Hundreds of clinics in KwaZulu-Natal have been relying on temporary measures to ensure patients’ blood samples were not left lying uncollected and untested.

This occurred after the National Health Laboratory Service suspended its courier service that transports the blood samples from clinics in KZN to its laboratories.

According to the service, R3 billion in unpaid bills from the KZN Health Department had put such strain on its budget that it had no alternative.

However, the department is disputing the sum and has called the suspension of the courier service “inappropriate” and “insensitive”.

The tussle over payment is a long-standing saga in which national Health Minister Aaron Motsoaledi has had to intervene and which resulted in the service shutting down its laboratories in KZN two years ago.

The laboratory service provides all diagnostic tests for public health facilities, including screening for HIV and TB.

While the Gauteng Health Department has an unpaid bill of R900 million, it has made payment arrangements.

On Monday, nurses at clinics in Newcastle and KwaMashu confirmed that patient blood samples had not been collected since last week, but said temporary measures had been implemented.

The blood samples from one clinic were collected by staff from a nearby hospital, as the head of the KZN Health Department, Dr Sibongile Zungu, had instructed.

For now, the laboratory service has not suspended the courier service between hospitals and its laboratories.

But should the impasse not be resolved urgently, the service would affect the collection of blood and tissue specimens from hospitals as well.
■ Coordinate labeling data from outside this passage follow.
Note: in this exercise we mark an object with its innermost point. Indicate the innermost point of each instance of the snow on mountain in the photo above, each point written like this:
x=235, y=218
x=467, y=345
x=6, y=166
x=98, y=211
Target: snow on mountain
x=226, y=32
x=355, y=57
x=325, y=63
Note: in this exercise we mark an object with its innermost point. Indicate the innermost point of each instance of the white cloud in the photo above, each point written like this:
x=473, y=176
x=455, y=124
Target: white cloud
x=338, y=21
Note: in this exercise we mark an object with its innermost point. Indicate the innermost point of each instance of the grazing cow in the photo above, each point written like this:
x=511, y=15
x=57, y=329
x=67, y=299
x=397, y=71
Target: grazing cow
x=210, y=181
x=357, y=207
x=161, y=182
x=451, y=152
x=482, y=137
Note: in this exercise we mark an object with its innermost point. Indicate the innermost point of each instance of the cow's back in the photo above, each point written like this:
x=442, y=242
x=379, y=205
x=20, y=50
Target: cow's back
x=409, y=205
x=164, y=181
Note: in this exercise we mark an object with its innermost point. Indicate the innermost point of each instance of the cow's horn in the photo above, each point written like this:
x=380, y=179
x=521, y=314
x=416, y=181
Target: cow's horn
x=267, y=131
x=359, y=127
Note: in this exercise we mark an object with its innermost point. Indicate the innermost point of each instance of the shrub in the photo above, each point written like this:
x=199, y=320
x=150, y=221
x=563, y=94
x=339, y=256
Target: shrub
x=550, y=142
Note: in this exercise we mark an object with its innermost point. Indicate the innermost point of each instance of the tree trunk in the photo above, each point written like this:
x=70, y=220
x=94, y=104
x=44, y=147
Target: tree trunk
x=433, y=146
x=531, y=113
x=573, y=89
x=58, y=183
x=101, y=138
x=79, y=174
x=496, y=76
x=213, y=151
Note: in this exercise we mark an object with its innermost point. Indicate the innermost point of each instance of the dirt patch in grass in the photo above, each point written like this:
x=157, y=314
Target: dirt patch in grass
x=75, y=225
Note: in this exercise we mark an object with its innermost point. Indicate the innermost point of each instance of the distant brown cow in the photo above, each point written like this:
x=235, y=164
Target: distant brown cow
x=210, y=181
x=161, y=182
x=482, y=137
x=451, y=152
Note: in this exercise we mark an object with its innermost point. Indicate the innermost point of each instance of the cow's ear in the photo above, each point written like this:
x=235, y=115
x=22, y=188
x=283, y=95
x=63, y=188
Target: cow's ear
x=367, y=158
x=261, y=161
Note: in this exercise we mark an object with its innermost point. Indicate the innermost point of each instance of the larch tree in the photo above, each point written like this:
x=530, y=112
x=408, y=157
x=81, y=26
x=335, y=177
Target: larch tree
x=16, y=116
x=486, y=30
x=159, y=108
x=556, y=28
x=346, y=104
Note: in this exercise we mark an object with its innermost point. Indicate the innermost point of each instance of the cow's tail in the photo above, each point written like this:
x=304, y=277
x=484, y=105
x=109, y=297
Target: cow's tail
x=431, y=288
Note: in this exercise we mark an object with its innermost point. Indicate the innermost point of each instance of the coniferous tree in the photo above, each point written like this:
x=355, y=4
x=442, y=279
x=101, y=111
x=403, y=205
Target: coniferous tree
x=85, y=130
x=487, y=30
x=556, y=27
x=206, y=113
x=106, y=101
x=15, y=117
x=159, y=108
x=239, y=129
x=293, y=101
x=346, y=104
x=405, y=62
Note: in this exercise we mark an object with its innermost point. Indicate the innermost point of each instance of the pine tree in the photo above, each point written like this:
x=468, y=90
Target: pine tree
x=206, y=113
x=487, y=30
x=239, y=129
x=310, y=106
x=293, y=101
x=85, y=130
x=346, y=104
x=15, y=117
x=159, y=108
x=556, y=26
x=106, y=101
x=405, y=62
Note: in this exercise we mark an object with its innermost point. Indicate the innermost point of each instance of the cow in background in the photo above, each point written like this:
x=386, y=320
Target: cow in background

On Monday, Zungu said she was relying on the national Health Department to provide direction on what needed to be done.

Despite the situation in KZN, the spokesman for the national Health Department, Joe Maila, was adamant that, as far as it was concerned, no services had been suspended.

Maila said his department would not allow things to deteriorate to that point, and it was intervening because the matter “must be resolved” but would not say how the payment dispute was being dealt with.